Igualmente, es altamente probable que no se impongan restricciones a viajes ni tampoco medidas para limitar la movilidad o cerrar de alguna manera la actividad económica.

Los dilemas en los que está el gobierno mexicano los tienen casi todos los del mundo, que necesitan actuar aún sin tener información suficiente.

De acuerdo con lo poco que sabemos respecto a ómicron hasta este momento, esta variante se distingue de otras por la gran cantidad de mutaciones genéticas que tiene, se estima que son cerca de 50.

Además, el tipo de mutaciones hace pensar que pueda ser aún más fácilmente transmisible que la variante delta.

En Sudáfrica, primer país en el que se reconoció aunque no haya surgido en sus fronteras, se pasó de 273 nuevos casos el 16 de noviembre a 3 mil 220 el sábado pasado. Un crecimiento de 12 veces en un par de semanas y ya es dominante ómicron.

Sin embargo, otra hipótesis que existe respecto a este disparo de contagios es que la gran cantidad de mutaciones que tiene puede permitir al virus evadir la inmunidad de las vacunas, lo que aumenta la población suceptible de contagiarse.

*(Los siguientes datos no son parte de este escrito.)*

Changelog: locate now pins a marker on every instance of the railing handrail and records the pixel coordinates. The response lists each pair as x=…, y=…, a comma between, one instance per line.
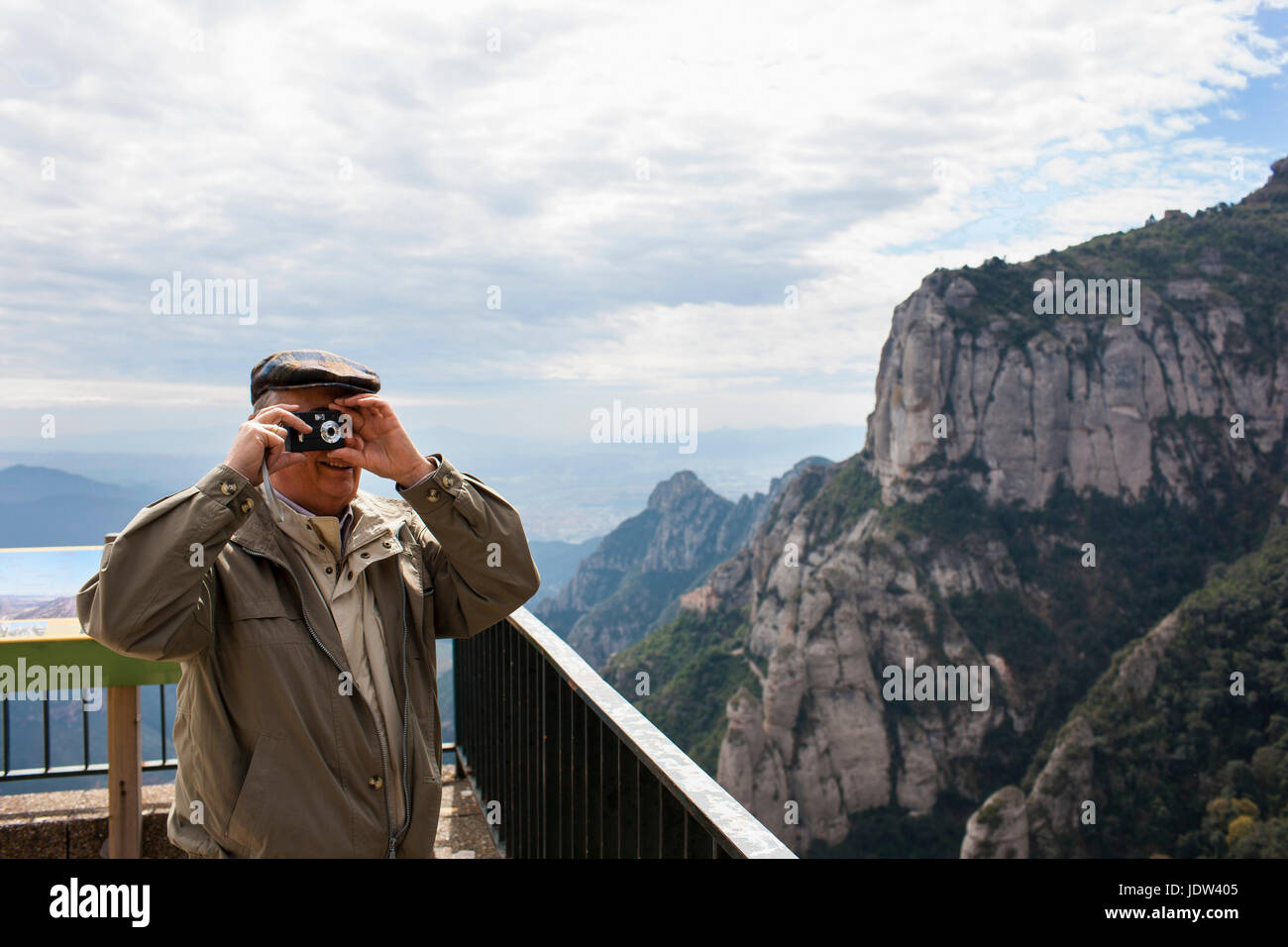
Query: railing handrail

Esto no significa necesariamente que se tenga que dar una mayor mortalidad o que nuevamente se vayan a saturar los hospitales. De hecho, el número de fallecidos en Sudáfrica sigue siendo menor a 10 por día.

Debe recordarse que la función esencial de las vacunas no es tanto evitar el contagio como impedir el desarrollo de una enfermedad grave o la muerte.

No se descarta, no obstante, que pudiera aumentar nuevamente la ocupación de los hospitales o la mortalidad, debido a la existencia de franjas muy amplias de la población que no están vacunadas.

En Sudáfrica, el porcentaje de la población total que al menos ha recibido una dosis es de 29 por ciento. En México es el 60 por ciento. Faltan muchos.

¿En qué medida ómicron puede afectar los escenarios para la economía, además de provocar zozobra en los mercados financieros?

Todo dependerá de la información que surja en el curso de las próximas semanas.

Los expertos dan por un hecho que esta variante se va a esparcir por casi todo el mundo. Algunos piensan que es cuestión de días para que se detecten los primeros casos en Estados Unidos y no será nada raro que antes de que termine este año también ya esté en México.

Como le he comentado en este espacio, estamos en un momento en el que caben todas las posibilidades, desde una severa reactivación de la pandemia hasta el hecho de que se trate de una variante que se pueda controlar ampliando la vacunación e intensificando su ritmo.

La falta de información, sin embargo, no nos puede llevar a quedarnos con los brazos cruzados.

Sería muy conveniente para nuestro país homologarse con una buena cantidad de naciones y empezar a exigir pruebas a quienes llegan de lugares expuestos a esta variante así como establecer más controles en la movilidad doméstica y una mayor exigencia en el uso del cubrebocas en espacios públicos.

Ojalá se trate de una variante controlable, pero no pueden formularse políticas apostando a que así será.

El mero riesgo de que pueda ser una cepa que evada la inmunidad y contagie con mayor rapidez debiera hacer sonar todas las alarmas.

Lamentablemente, creo que no veremos ningún cambio de política, así que no habrá más remedio que cuidarnos nosotros mismos.